Putting People First - Aviation IT Trends in China

The 2014 Airport IT Trends Survey reveals that China’s airports are increasingly focused on the passenger experience.

To support the massive growth in traffic across China, the nation’s airports are investing in new infrastructure and technology and from an IT perspective, passenger processing tops the agenda, according to the latest Airport IT Trends Survey.

The annual survey, conducted by SITA in partnership with ACI, is based on responses from participants at airports, which between them accounted for 2.35 billion passengers or 42% of the total global passenger traffic last year. And it reveals that 53% of China’s gateways cite passenger processing as their highest IT priority, followed by security and airport operations.


The shift of focus from operations to passengers is noticeable in the choice of investment projects with 65% of airports having major programmes – and a further 29% running pilot projects – related to self-service.

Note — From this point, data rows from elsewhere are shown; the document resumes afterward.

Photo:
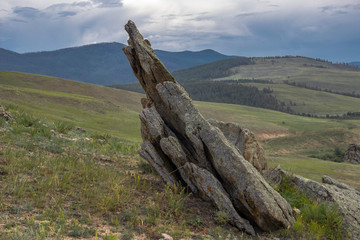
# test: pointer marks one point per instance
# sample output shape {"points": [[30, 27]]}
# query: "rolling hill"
{"points": [[288, 139], [102, 64]]}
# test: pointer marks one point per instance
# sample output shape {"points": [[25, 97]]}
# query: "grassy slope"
{"points": [[331, 76], [287, 139], [314, 73], [89, 106]]}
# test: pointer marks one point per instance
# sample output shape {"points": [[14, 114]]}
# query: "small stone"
{"points": [[352, 154], [79, 129]]}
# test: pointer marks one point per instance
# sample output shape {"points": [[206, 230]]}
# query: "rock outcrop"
{"points": [[352, 154], [345, 197], [184, 147], [4, 114]]}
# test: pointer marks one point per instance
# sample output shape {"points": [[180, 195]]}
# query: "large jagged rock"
{"points": [[4, 114], [345, 197], [184, 147], [352, 154]]}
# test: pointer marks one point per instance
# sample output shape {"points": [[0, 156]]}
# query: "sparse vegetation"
{"points": [[316, 220], [44, 161], [337, 155]]}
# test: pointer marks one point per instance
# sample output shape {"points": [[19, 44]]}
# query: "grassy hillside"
{"points": [[301, 85], [115, 112], [89, 106]]}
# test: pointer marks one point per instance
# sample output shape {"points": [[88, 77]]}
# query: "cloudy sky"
{"points": [[327, 29]]}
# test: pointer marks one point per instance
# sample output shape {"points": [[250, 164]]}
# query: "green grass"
{"points": [[44, 162], [316, 220], [89, 106], [335, 77], [330, 76], [115, 112]]}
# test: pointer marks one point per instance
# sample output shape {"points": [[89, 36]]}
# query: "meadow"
{"points": [[60, 182]]}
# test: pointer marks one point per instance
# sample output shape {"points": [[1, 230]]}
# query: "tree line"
{"points": [[235, 93]]}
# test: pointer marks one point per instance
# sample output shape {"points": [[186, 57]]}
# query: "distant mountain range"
{"points": [[355, 63], [103, 63]]}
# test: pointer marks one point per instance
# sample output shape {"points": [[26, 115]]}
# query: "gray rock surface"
{"points": [[346, 197], [184, 147], [352, 154]]}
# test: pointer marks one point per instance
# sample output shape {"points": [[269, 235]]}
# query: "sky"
{"points": [[326, 29]]}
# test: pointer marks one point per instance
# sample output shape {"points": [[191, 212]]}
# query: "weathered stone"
{"points": [[244, 141], [345, 197], [183, 146], [4, 114], [352, 154]]}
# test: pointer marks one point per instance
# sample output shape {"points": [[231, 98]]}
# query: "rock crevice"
{"points": [[205, 155]]}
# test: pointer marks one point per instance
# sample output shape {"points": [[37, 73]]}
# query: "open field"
{"points": [[45, 161], [303, 100], [325, 75]]}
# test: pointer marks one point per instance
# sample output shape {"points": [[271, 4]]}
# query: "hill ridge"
{"points": [[101, 63]]}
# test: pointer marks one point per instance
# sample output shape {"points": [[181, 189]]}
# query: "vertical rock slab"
{"points": [[352, 154], [196, 152]]}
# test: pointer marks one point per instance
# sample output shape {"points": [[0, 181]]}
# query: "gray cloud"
{"points": [[66, 14]]}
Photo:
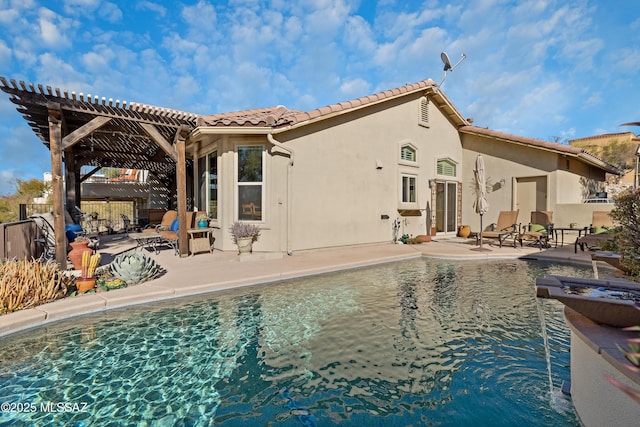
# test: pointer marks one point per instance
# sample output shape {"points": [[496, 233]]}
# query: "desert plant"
{"points": [[626, 236], [135, 267], [89, 264], [241, 230], [25, 284]]}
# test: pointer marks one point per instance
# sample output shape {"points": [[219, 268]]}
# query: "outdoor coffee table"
{"points": [[199, 240], [563, 229], [146, 240]]}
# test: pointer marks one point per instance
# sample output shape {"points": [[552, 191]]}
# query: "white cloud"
{"points": [[355, 88], [158, 9], [53, 28], [110, 12]]}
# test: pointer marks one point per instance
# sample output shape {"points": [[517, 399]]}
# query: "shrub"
{"points": [[25, 284], [239, 230], [626, 240]]}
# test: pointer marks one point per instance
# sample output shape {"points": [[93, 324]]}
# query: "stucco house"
{"points": [[337, 175], [341, 174]]}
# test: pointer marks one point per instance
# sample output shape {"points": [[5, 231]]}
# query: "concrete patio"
{"points": [[208, 272]]}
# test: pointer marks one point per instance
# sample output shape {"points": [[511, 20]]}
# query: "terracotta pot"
{"points": [[75, 255], [245, 245], [464, 231], [85, 284]]}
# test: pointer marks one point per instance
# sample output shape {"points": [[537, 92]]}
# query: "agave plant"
{"points": [[135, 267]]}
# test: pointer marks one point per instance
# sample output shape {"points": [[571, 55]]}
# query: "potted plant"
{"points": [[87, 281], [244, 235], [78, 247], [202, 221]]}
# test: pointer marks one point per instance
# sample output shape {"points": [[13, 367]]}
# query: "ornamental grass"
{"points": [[25, 284]]}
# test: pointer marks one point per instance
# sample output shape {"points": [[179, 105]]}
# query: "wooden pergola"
{"points": [[85, 130]]}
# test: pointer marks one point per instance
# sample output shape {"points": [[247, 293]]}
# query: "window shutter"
{"points": [[408, 154], [446, 168], [424, 111]]}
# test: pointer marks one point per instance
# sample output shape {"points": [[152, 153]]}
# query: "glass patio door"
{"points": [[446, 206]]}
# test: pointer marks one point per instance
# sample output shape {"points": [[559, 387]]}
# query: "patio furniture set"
{"points": [[540, 231], [166, 234]]}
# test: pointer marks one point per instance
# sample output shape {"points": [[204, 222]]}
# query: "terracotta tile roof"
{"points": [[630, 135], [260, 117], [538, 143], [280, 116]]}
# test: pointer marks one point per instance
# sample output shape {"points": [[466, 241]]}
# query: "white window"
{"points": [[249, 181], [408, 189], [424, 112]]}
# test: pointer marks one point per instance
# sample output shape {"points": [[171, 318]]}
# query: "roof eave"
{"points": [[569, 151], [201, 132]]}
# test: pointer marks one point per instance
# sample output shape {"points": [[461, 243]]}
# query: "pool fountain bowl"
{"points": [[608, 302]]}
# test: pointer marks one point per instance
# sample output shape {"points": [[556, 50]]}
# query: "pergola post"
{"points": [[181, 189], [57, 184]]}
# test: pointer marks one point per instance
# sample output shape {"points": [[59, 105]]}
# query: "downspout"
{"points": [[278, 144]]}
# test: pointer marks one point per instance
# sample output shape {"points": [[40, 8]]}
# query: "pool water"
{"points": [[420, 342]]}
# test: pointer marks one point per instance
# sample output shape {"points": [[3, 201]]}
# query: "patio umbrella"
{"points": [[481, 205]]}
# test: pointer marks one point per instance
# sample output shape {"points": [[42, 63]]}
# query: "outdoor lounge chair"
{"points": [[539, 230], [597, 233], [507, 226], [128, 225], [170, 237], [165, 224]]}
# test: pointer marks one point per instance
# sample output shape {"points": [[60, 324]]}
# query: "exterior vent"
{"points": [[424, 111]]}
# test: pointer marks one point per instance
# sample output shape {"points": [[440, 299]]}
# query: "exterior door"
{"points": [[446, 206]]}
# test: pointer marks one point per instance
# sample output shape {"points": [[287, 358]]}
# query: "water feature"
{"points": [[421, 342]]}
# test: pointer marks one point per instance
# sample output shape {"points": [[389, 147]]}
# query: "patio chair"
{"points": [[507, 226], [170, 237], [539, 231], [165, 224], [128, 225], [599, 232]]}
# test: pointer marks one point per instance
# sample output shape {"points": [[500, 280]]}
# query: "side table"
{"points": [[200, 240]]}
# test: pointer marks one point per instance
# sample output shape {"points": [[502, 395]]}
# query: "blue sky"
{"points": [[546, 69]]}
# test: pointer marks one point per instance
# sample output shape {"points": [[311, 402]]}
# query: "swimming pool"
{"points": [[419, 342]]}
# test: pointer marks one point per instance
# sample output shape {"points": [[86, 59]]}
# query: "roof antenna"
{"points": [[448, 67]]}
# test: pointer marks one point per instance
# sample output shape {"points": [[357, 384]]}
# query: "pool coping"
{"points": [[198, 275]]}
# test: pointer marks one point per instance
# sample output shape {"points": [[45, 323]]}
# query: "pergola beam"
{"points": [[181, 188], [160, 140], [78, 134], [57, 184]]}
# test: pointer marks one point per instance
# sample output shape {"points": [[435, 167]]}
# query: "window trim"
{"points": [[456, 166], [238, 184], [408, 203], [205, 203]]}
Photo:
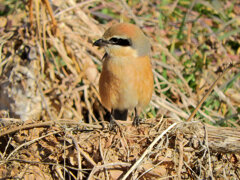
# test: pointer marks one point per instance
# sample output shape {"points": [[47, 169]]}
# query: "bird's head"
{"points": [[124, 39]]}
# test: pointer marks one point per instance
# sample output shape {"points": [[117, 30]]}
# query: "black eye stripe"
{"points": [[120, 41]]}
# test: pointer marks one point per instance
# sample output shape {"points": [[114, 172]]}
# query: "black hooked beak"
{"points": [[101, 42]]}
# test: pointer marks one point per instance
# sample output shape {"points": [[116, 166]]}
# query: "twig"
{"points": [[97, 168], [79, 174], [147, 151], [48, 123]]}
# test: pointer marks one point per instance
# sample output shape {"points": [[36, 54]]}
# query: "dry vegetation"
{"points": [[52, 122]]}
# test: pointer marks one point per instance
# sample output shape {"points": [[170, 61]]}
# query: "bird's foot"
{"points": [[113, 125], [136, 121]]}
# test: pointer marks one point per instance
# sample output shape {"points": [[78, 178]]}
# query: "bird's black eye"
{"points": [[120, 41], [114, 40]]}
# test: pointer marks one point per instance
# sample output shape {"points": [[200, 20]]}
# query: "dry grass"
{"points": [[53, 123]]}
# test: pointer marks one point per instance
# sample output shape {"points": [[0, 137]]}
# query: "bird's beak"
{"points": [[100, 42]]}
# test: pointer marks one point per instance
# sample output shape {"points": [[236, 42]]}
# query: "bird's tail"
{"points": [[120, 114]]}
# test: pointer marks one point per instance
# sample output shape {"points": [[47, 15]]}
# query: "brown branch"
{"points": [[48, 123], [220, 139]]}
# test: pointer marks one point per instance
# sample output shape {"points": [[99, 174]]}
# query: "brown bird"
{"points": [[126, 81]]}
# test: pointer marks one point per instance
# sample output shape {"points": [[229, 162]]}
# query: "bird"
{"points": [[126, 81]]}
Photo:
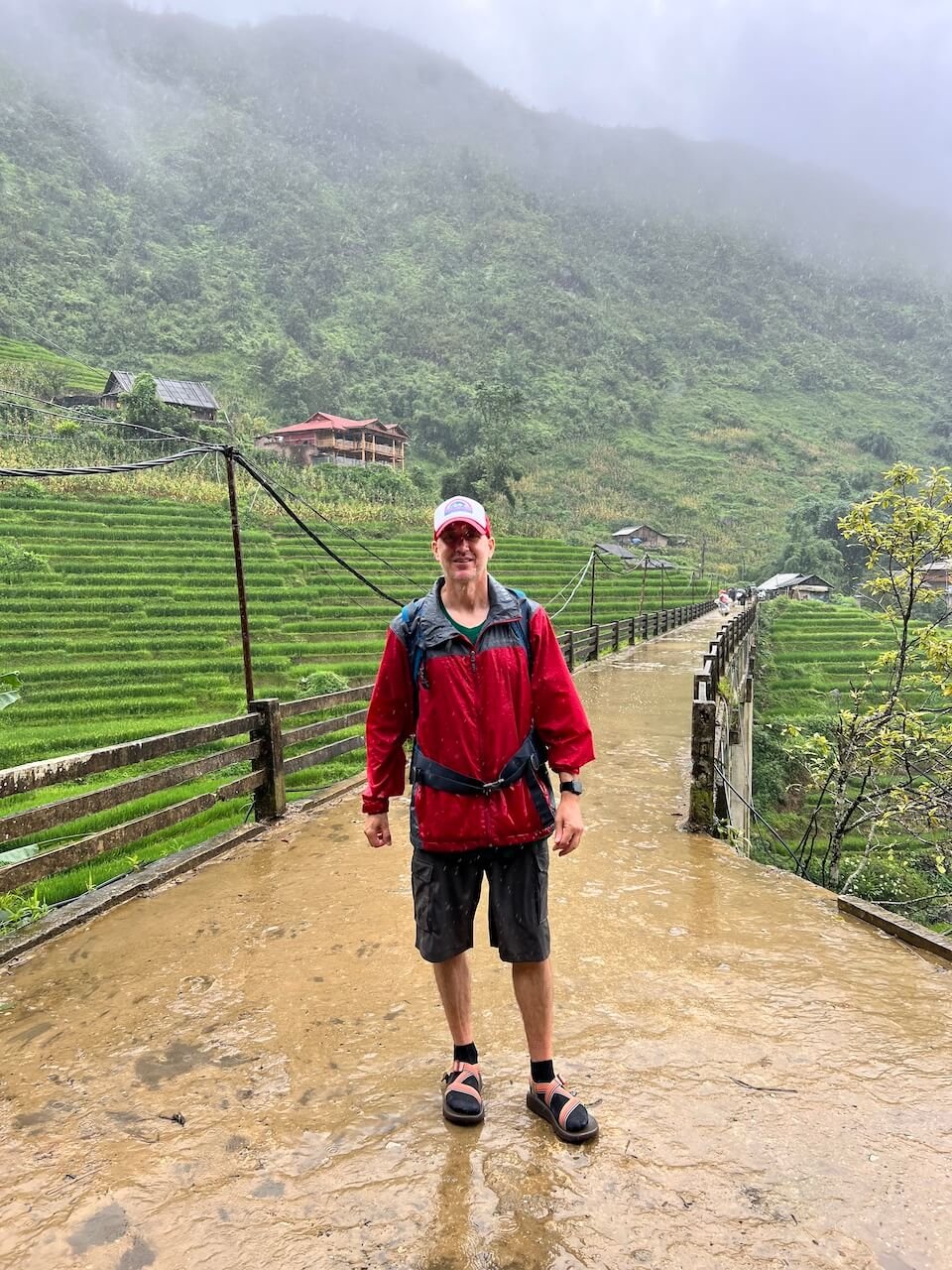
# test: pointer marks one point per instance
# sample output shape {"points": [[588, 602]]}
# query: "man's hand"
{"points": [[569, 826], [377, 829]]}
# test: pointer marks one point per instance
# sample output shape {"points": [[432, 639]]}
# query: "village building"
{"points": [[615, 549], [633, 535], [937, 575], [188, 394], [326, 439], [796, 585]]}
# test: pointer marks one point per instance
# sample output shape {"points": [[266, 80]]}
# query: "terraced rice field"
{"points": [[77, 376], [816, 652], [135, 631]]}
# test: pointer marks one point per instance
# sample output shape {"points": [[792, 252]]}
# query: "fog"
{"points": [[864, 86]]}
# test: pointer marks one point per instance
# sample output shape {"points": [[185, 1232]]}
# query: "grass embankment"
{"points": [[75, 375], [132, 629], [809, 657]]}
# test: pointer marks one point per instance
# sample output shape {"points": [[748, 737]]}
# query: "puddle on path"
{"points": [[243, 1070]]}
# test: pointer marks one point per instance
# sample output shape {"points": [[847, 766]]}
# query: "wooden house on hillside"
{"points": [[633, 535], [937, 575], [796, 585], [326, 439], [188, 394]]}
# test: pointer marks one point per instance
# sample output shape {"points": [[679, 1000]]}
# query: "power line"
{"points": [[105, 470], [44, 339], [267, 485], [70, 413], [352, 536], [590, 564]]}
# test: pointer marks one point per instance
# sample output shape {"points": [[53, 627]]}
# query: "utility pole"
{"points": [[239, 575]]}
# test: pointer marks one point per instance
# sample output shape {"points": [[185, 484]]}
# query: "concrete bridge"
{"points": [[241, 1070]]}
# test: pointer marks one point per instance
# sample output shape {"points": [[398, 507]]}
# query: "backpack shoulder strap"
{"points": [[526, 610], [416, 649]]}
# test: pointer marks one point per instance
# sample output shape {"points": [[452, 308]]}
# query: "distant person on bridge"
{"points": [[474, 671]]}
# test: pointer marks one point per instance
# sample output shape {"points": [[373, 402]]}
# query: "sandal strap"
{"points": [[546, 1089], [457, 1076], [567, 1110]]}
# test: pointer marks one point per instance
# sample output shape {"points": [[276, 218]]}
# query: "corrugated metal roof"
{"points": [[322, 422], [613, 549], [171, 391], [778, 580]]}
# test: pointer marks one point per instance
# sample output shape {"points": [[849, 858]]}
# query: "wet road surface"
{"points": [[772, 1080]]}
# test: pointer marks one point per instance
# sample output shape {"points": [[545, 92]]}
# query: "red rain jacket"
{"points": [[477, 702]]}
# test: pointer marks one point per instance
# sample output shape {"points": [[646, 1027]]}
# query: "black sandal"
{"points": [[539, 1100], [457, 1080]]}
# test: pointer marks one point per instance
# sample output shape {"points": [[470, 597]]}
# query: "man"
{"points": [[475, 674]]}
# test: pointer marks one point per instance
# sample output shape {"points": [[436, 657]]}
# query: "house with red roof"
{"points": [[326, 439]]}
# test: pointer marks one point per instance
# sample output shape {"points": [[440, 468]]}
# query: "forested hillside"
{"points": [[312, 216]]}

New self-service options are also being introduced to improve passenger handling, such as bag-tag printing, selfboarding and bag-drop.

Today, 65% of airports can offer bag-tag printing, up from 46% in 2013, while self-boarding is available at 35% of leading airports in China, a jump from 8% last year. Chinese airports continue to increase the number of common-use kiosks available to passengers. Some 35% of leading Chinese airports plan to add more kiosks for check-in, and 35% are planning to install them for other uses (up from 29% in 2013).

“By the end of 2017, 94% of airports in China will have implemented real-time notification via social media and mobile”


Airports in China are embracing new social trends too, such as mobile and social media, driven by Generation Y consumers. In fact, in 2014, every airport surveyed had a major investment or an evaluation project related to passenger services via mobile and social media. Behind the investments is a strong desire to develop a more personalised customer service through direct interaction and a majority of airports (53%) rate their social media investments against this criteria as performing well or above expectations.

In particular, Chinese airports are using mobile and social media to communicate with passengers in times of disruption. By the end of 2017, 94% of airports in China will have implemented real-time notification via social media and mobile.

Global trends

China is certainly not alone in its ambition to improve passenger processing at airports as the survey found that it is the leading IT priority of airports around the world. According to the survey, nearly half (47%) of the world’s airports rank passenger and airport security as their top IT priority.

Indeed, the annual airport survey shows a focus on the connected traveller with investments in IT infrastructure and services that give passengers more convenience and control. It claims that self-service and mobile options are key areas of investment with more than 80% of global airports planning a project in these areas over the next three years. The good news for passengers is that airports also have more money to invest in IT: 63% of CIOs expect to have spent more on technology in absolute terms in 2014 compared with 2013, and their total spend is estimated at $6.8 billion.

Francesco Violante, CEO SITA, says: “This is the age of the connected traveller with nearly all passengers carrying mobiles, tablets and other devices. It is vital that airports invest in the infrastructure to support the changing expectations of these passengers.

“This year’s survey shows that the majority of airports globally are investing more in new technologies and mobile services for passengers in an effort to improve passenger processes and satisfaction.”

New innovations

Over the next three years, more multi-service kiosks, self-bag drop and self-boarding services will be at airports around the world as 86% of airports plan investments in these areas. And the survey shows that by 2017, nearly three-quarters of airports expect the majority of their passengers to use self-service check-in. Common-use kiosks continue to be popular, with 60% of airports planning to increase their numbers for check-in and other uses.

Geo-location technology, which allows an airport to provide services in relation to where the passenger or staff member is at a particular time, is one of the initiatives popular with airports; 60% plan geo-location programmes over the next three years. Newer innovations have caught the eye of some airports, too, with 49% investing in near field communications (NFC), 33% planning iBeacon programmes and 16% investigating wearable technologies during the same period. But it is the airports in Europe that are embracing these innovations the most. By 2017, 76% of them plan programmes with geo-location, 55% with NFC and 23% with iBeacons.

Mobile investments continue to be a major part of airport IT strategies with 84% investing in mobile applications for passenger services over the next three years. The most common mobile service currently available is flight status notifications, with 50% of airports offering it now and 90% planning to offer it within the next three years.

Social media

Mobile is going to take hold in other areas, too. By 2017, the vast majority of airports plan to expand services through mobile apps, including customer relationship management (CRM) (78%), wayfinding (72%), security wait-time notifications (73%) and retail services (65%).

For the connected traveller, airports will increasingly offer CRM via social media. Already 30% do so, but this is set to jump to 70% over the next three years. Overall, the performance in social media for airports is mixed. Of those airports that measure social media usage, 13% have found that it has exceeded their expectations while nearly 18% report passenger usage figures lower than expected.